JERUSALEM — Israeli troops fired a mortar shell Wednesday into a residential area of Gaza City, wounding at least 10 people, Palestinian health officials said, and Israel’s military said it was investigating. The army said the shell was fired during an operation near the deal’s “Yellow Line” but “veered from its intended target,” straining the Gaza ceasefire as Phase 2 talks and aid commitments remain in limbo, Dec. 17, 2025.
Gaza ceasefire frays near the “Yellow Line”
Fadel Naeem, director of Al-Ahli Hospital, said 10 wounded people arrived after the blast, some in critical condition, according to the Associated Press. The military said the “Yellow Line” — created in the ceasefire deal — separates Israeli-held parts of Gaza from the rest of the strip.
Since the Gaza ceasefire took effect Oct. 10, Palestinian health officials have reported more than 370 deaths from Israeli fire. Israel says it has shot at people it describes as militants violating the agreement; an Israeli military official told the AP the army is aware of incidents in which civilians, including children, were killed.
Gaza ceasefire aid pipeline under strain
The United Nations and more than 200 aid organizations warned this week that Gaza operations could collapse if Israel does not lift impediments, including a “vague, arbitrary, and highly politicized” registration process that could de-register dozens of international groups by Dec. 31, Reuters reported.
Aid groups said essential supplies — food, medical items, hygiene materials and shelter assistance — remain stuck outside Gaza. In its overview of the first month of the October ceasefire, the U.N. humanitarian office for the occupied Palestinian territory said the Gaza ceasefire envisioned an immediate scale-up of assistance, including equipment to repair hospitals and bakeries and to clear rubble and reopen roads, according to an OCHA report.
Phase 2 remains stalled
Phase 2 is supposed to include an international stabilization force, a technocratic governing body for Gaza, Hamas disarmament and further Israeli troop withdrawals — steps still tied to unresolved hostage and border-crossing issues. Israel has demanded the return of the remaining hostage’s body — identified by the AP as Ran Gvili — before moving forward.

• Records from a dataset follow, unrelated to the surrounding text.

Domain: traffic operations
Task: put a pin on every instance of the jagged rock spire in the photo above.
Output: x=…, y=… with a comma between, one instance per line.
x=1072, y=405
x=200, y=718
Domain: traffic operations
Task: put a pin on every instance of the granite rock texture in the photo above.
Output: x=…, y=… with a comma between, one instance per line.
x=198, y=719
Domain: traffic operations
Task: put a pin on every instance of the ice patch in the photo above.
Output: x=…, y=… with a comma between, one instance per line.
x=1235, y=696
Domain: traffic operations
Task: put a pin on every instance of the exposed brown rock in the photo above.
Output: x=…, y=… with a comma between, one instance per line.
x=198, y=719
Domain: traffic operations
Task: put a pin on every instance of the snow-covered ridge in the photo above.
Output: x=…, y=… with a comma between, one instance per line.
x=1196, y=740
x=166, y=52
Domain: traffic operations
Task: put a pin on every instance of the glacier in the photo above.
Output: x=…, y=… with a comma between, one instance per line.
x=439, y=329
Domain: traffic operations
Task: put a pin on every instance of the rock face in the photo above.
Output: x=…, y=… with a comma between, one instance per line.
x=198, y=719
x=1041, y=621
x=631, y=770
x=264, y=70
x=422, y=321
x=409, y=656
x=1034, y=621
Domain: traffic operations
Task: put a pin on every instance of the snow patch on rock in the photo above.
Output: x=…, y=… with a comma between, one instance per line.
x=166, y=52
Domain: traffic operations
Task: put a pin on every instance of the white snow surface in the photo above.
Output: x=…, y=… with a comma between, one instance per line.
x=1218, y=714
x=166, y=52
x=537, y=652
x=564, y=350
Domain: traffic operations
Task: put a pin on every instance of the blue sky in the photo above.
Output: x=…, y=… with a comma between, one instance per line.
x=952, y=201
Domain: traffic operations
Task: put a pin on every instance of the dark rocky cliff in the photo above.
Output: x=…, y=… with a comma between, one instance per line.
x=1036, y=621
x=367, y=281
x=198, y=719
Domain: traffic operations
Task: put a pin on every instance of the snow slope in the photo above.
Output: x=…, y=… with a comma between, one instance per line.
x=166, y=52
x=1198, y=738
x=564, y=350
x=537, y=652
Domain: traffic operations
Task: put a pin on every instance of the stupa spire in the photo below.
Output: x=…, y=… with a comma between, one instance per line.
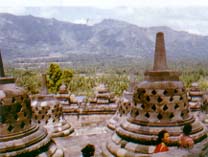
x=160, y=62
x=44, y=89
x=1, y=67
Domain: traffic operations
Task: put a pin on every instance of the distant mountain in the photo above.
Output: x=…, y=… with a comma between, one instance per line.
x=28, y=36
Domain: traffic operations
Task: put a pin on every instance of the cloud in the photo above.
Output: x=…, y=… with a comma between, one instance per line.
x=104, y=4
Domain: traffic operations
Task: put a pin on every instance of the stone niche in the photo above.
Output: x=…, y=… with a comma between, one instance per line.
x=159, y=102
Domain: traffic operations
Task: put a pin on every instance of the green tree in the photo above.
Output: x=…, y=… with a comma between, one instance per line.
x=54, y=75
x=29, y=80
x=67, y=75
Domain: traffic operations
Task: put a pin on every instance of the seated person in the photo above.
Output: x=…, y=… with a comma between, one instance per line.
x=163, y=138
x=185, y=141
x=88, y=150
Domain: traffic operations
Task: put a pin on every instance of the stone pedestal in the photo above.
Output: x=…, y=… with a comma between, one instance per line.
x=18, y=135
x=47, y=111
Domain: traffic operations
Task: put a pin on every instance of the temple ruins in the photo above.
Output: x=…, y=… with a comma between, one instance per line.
x=159, y=102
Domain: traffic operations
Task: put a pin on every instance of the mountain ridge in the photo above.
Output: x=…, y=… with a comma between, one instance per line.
x=29, y=36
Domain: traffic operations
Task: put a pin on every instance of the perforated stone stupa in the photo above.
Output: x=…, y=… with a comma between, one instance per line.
x=18, y=135
x=124, y=106
x=159, y=102
x=47, y=111
x=195, y=97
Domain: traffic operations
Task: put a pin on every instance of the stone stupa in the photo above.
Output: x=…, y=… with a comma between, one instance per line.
x=19, y=136
x=195, y=97
x=124, y=105
x=47, y=111
x=159, y=102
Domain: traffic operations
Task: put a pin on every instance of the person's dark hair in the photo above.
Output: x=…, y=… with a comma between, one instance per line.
x=88, y=150
x=161, y=136
x=187, y=129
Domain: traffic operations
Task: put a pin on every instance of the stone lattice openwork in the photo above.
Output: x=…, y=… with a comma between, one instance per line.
x=18, y=135
x=195, y=97
x=159, y=102
x=47, y=111
x=124, y=105
x=102, y=95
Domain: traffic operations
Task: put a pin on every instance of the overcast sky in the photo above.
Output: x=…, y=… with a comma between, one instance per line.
x=187, y=15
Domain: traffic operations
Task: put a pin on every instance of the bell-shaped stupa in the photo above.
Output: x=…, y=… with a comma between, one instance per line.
x=48, y=112
x=159, y=102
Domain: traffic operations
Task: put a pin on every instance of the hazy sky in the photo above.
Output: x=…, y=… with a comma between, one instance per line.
x=187, y=15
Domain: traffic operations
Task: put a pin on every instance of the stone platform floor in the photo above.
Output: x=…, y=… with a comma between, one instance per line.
x=88, y=130
x=92, y=130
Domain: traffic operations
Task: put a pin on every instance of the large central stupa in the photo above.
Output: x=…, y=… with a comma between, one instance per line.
x=159, y=102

At the Doha Forum earlier this month, Qatar’s prime minister, Sheikh Mohammed bin Abdulrahman Al Thani, called the Gaza ceasefire a “critical moment” and said, “What we have just done is a pause,” as mediators work “to force the way forward” to Phase 2, according to an AP report carried by CBS News.
The present strains echo earlier aid disruptions: Israel blocked the entry of aid trucks during a March 2025 ceasefire dispute, and in June 2025 a U.S.- and Israeli-backed aid group halted distribution for a time because overcrowding made operations unsafe, according to a March 2025 Reuters report and a June 2025 Reuters report.
For Gaza’s families, the Gaza ceasefire has reduced the scale of combat but not the grind of hunger, illness and winter exposure — and each new strike raises the risk that the fragile pause will not hold.